My thesis presents three research studies that aim to investigate and develop the field of out-of-distribution generalisation. The central goal of these research efforts is to produce new tools, such as algorithms, theoretical results, experimental results and datasets, to improve understanding and performance of machine learning methods in the face of distribution shift. The high-level idea that drives these research efforts across three machine learning scenarios is modularity -- the quality of consisting of separate parts that form a whole when combined. Modular approaches are hypothesised to steer the machine learning methods away from rigid memorisation of examples and towards more flexible and `more intelligent' learning that supports generalisation.

In my first contribution, I approach the thesis goal from the perspective of learning from multiple training distributions.
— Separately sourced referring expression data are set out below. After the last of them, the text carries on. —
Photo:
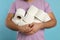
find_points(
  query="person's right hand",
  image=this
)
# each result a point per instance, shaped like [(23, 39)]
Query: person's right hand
[(24, 28)]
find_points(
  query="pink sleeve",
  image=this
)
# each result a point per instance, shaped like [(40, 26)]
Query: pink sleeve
[(47, 8), (12, 8)]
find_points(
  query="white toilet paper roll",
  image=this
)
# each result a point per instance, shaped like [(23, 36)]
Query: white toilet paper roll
[(42, 16), (18, 16)]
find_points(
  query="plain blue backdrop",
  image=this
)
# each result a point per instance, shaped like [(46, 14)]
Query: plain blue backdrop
[(7, 34)]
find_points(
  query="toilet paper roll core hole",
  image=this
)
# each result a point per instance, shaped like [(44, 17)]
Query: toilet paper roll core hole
[(19, 17)]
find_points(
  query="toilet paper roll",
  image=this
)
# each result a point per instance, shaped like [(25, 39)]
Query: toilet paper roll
[(18, 16), (42, 16)]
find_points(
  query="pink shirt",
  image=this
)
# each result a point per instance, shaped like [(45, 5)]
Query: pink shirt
[(41, 4)]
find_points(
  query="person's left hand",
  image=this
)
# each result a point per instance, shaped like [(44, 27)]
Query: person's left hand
[(35, 27)]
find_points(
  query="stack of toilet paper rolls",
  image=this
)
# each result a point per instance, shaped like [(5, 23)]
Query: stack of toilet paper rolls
[(33, 15)]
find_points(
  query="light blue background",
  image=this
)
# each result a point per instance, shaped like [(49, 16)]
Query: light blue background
[(50, 34)]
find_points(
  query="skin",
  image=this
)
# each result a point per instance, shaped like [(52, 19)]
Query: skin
[(32, 28)]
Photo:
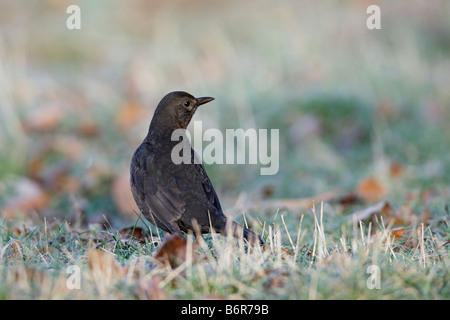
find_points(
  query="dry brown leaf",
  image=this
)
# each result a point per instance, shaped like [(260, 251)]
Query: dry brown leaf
[(122, 196), (403, 215), (103, 265), (173, 251), (371, 189), (28, 197)]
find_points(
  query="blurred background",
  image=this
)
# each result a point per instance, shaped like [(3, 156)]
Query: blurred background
[(350, 103)]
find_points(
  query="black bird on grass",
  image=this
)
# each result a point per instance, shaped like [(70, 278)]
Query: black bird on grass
[(178, 197)]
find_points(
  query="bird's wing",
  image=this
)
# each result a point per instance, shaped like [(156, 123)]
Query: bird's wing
[(206, 183), (161, 196)]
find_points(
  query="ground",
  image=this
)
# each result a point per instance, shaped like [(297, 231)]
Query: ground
[(359, 208)]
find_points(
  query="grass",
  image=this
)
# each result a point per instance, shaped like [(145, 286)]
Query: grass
[(319, 260), (372, 100)]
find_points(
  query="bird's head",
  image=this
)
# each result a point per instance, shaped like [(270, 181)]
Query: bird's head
[(177, 108)]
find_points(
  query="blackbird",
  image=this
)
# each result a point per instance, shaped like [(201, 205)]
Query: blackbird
[(178, 197)]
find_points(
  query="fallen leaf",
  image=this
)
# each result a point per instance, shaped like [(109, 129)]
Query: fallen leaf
[(382, 207), (403, 215), (173, 251), (129, 114), (371, 189), (150, 290), (44, 119), (104, 267)]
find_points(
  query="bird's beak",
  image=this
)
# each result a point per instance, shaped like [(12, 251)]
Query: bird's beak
[(204, 100)]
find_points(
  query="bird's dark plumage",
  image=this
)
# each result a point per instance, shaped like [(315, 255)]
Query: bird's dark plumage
[(177, 197)]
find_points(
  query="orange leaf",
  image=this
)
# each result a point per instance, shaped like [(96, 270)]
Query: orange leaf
[(45, 119), (103, 265), (173, 251)]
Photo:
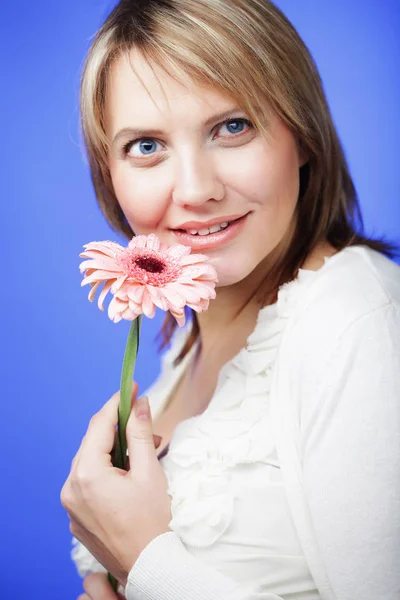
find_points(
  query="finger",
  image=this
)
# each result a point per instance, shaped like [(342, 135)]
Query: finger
[(99, 440), (139, 435)]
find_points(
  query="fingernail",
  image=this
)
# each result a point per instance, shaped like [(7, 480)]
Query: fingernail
[(142, 409)]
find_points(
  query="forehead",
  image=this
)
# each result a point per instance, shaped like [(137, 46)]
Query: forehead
[(139, 91)]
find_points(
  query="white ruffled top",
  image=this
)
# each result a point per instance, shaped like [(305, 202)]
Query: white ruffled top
[(228, 501)]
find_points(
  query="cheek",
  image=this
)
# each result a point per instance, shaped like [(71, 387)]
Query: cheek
[(142, 197)]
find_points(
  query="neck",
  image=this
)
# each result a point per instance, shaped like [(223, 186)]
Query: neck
[(233, 313)]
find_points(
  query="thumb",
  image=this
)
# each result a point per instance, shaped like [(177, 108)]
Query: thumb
[(139, 432)]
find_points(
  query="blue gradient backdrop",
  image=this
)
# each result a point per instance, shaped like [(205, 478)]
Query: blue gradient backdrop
[(61, 357)]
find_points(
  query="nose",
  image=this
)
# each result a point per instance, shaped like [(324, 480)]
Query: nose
[(196, 181)]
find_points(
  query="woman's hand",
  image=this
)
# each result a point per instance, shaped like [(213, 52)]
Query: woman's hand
[(116, 513), (97, 587)]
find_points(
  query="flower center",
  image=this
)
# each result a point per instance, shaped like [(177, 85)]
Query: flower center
[(150, 264)]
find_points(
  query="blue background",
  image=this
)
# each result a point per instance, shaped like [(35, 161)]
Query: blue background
[(61, 357)]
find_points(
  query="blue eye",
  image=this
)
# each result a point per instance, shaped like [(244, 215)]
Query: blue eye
[(145, 147), (236, 125)]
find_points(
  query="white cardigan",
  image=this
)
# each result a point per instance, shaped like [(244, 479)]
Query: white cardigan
[(335, 407)]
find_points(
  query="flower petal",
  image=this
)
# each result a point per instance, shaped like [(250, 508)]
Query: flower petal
[(103, 294), (99, 276), (102, 262), (107, 248), (179, 317), (118, 284), (93, 291), (158, 297), (115, 308), (148, 305), (135, 292), (139, 241), (175, 300)]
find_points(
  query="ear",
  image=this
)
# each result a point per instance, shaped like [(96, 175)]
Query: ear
[(302, 154)]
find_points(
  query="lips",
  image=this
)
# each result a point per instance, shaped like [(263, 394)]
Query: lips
[(198, 225), (211, 240)]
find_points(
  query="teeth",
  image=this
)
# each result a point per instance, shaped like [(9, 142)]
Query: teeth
[(206, 231)]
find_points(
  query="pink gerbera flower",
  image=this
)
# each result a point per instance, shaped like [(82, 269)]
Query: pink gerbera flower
[(146, 275)]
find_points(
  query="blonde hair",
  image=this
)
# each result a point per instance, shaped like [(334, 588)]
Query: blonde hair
[(250, 50)]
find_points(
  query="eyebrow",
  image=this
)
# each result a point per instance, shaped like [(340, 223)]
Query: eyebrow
[(142, 133)]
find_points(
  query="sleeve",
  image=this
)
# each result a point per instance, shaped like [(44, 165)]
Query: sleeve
[(84, 561), (350, 453), (166, 570)]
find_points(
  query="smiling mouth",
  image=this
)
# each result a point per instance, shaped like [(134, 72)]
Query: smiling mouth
[(209, 230), (212, 237)]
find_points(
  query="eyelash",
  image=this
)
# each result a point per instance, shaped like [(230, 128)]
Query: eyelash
[(128, 145)]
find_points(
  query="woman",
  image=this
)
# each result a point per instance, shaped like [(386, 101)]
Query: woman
[(277, 475)]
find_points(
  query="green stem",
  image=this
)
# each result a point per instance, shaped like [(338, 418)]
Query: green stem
[(124, 409)]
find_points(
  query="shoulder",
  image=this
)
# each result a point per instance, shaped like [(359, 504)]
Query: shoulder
[(352, 284), (348, 312)]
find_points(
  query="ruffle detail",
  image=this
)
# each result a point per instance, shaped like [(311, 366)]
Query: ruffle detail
[(234, 430)]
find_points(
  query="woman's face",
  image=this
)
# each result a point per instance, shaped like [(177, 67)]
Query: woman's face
[(184, 161)]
The contribution to this line of research is twofold. First, I present a new standardised suite of tasks for evaluation and comparison of out-of-distribution generalisation algorithms. Second, I state a set of new theoretical results that fill an existing gap between data-centric and algorithmic approaches to out-of-distribution generalisation. These theoretical findings guide a new set of practical recommendations on how to employ the algorithmic approach.

In the second contribution, I tackle generalisation in the common learning setup of supervised image recognition. In this context, I first investigate the effect of multi-level feature aggregation on generalisation, and demonstrate that augmentation with one of the considered methods consistently improves the performance. Second, I propose a set of simple image datasets that can be used as a stepping stone for evaluation and comparison of image classification methods in terms of out-of-distribution generalisation.
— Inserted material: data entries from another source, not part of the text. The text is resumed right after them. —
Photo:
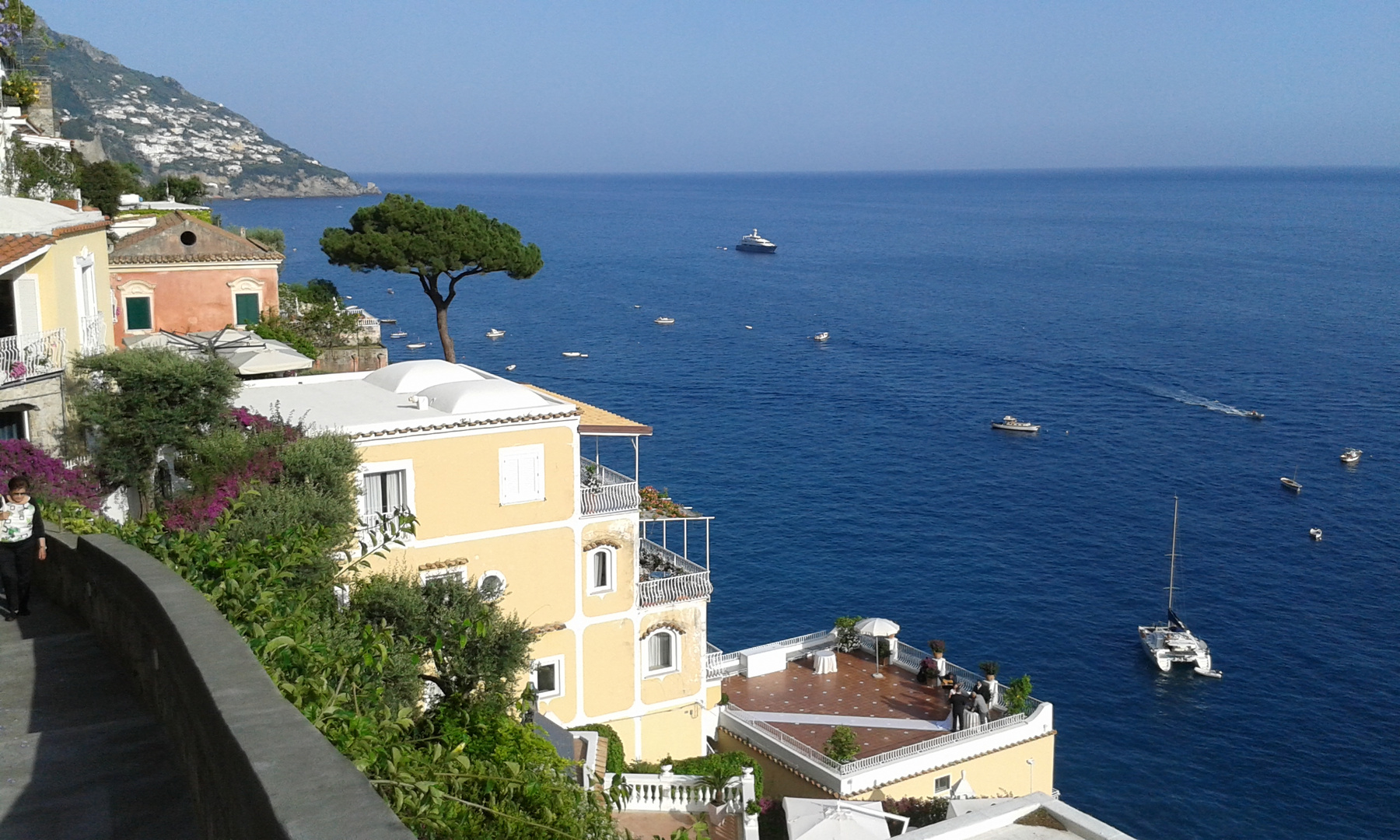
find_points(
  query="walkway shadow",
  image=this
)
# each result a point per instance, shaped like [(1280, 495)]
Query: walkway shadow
[(79, 755)]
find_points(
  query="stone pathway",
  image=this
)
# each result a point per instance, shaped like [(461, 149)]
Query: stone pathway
[(80, 759)]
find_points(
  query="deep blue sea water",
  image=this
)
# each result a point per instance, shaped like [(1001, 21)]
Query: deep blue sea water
[(1127, 313)]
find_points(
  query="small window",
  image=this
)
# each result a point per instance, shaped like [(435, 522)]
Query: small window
[(138, 314), (384, 493), (548, 678), (601, 570), (523, 474), (661, 651), (245, 308)]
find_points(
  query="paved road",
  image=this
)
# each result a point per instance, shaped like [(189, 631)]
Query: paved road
[(80, 759)]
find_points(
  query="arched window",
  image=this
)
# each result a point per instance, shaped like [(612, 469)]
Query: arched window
[(661, 653), (602, 570)]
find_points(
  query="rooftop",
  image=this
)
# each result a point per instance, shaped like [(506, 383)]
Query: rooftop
[(409, 397)]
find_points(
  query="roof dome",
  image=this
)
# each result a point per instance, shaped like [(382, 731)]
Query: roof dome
[(412, 377), (485, 395)]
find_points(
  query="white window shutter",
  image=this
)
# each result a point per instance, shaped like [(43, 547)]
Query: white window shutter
[(27, 306)]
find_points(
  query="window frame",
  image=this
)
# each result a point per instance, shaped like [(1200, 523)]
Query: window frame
[(558, 664), (675, 653), (611, 563)]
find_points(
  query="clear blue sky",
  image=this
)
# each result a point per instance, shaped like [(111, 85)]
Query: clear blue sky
[(773, 86)]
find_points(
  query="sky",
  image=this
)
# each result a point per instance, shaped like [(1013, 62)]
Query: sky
[(422, 86)]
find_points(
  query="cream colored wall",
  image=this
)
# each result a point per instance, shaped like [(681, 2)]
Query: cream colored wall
[(675, 733), (622, 535), (457, 481), (609, 667), (560, 643), (672, 686), (1003, 773), (538, 569)]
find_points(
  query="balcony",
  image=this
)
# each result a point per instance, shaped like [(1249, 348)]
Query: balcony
[(31, 356), (667, 577), (607, 490)]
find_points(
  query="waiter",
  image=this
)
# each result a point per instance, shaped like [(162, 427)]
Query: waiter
[(21, 541)]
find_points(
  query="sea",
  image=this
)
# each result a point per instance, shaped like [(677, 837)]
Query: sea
[(1134, 314)]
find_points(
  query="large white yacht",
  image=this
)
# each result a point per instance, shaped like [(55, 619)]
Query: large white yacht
[(755, 243)]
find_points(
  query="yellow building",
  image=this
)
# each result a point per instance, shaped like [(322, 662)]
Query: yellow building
[(54, 307), (496, 475)]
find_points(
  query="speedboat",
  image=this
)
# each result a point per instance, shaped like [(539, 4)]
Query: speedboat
[(1010, 423), (1174, 642), (756, 244)]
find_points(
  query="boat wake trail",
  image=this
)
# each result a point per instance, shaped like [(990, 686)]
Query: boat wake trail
[(1190, 399)]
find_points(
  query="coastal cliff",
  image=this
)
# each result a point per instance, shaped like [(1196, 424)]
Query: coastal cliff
[(125, 115)]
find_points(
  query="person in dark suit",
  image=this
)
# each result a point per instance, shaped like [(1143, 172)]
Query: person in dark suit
[(21, 542)]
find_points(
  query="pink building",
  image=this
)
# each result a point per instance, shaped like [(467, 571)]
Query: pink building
[(185, 275)]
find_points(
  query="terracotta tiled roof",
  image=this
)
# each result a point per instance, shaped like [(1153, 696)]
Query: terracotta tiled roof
[(14, 248), (180, 237), (594, 420)]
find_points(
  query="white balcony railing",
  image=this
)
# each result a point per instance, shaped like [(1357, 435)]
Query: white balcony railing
[(670, 577), (607, 490), (31, 355), (93, 335)]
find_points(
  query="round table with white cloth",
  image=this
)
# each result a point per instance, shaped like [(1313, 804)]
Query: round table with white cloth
[(824, 661)]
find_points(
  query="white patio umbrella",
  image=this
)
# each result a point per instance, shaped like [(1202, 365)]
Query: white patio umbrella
[(880, 629), (835, 819)]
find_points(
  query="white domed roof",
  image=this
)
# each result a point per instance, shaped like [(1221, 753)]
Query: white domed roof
[(412, 377), (486, 395)]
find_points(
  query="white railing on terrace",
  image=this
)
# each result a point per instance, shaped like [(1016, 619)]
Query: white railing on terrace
[(33, 355), (607, 490), (671, 577), (93, 335)]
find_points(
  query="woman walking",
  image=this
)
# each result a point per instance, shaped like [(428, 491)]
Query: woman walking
[(21, 542)]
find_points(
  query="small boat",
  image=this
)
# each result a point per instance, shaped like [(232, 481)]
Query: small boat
[(1010, 423), (1174, 642), (755, 244)]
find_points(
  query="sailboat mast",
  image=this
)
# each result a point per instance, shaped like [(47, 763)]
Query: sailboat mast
[(1171, 586)]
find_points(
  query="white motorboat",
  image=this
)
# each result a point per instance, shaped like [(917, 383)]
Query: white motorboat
[(1010, 423), (755, 244), (1174, 642)]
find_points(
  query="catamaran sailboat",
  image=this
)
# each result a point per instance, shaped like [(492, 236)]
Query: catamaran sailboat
[(1171, 643)]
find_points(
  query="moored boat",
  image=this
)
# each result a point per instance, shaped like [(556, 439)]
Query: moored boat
[(756, 244), (1010, 423)]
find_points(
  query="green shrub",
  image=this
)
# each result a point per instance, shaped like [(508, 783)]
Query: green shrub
[(616, 752)]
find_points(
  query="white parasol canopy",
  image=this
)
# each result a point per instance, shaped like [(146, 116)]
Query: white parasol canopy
[(835, 819)]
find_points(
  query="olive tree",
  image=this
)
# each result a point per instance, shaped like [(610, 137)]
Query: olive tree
[(411, 237)]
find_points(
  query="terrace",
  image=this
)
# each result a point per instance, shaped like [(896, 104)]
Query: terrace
[(783, 707)]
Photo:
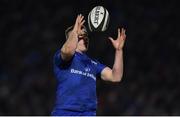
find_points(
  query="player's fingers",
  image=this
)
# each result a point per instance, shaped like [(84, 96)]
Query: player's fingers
[(76, 23), (119, 33), (81, 18), (124, 33), (82, 23)]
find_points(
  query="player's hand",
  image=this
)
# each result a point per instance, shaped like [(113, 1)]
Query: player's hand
[(119, 42), (77, 30)]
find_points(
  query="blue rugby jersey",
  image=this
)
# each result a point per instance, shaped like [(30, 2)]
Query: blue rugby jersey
[(76, 87)]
Finally, I delve into the learning scenarios where multiple neural networks communicate to solve a shared task. This work supports the thesis goal in two ways. First, I propose a new environment, graph referential games, and present results on the influence of data representation and the corresponding data representation learning methods on out-of-distribution generalisation. These results connect the previously disjoint fields of graph representation learning and emergent communication. Second, I tackle the challenging domain of population-based communication grounded in realistic images.

The datasets, algorithms, theorems and experimental results in this thesis represent a few steps towards understanding and improving out-of-distribution generalisation in machine learning. They provide researchers with new tools and results that aim to foster research in this field, some of which have already proved useful to the research community. Finally, this work suggests important future directions in the machine learning subfields of learning from multiple distributions, image classification and multi-agent communication.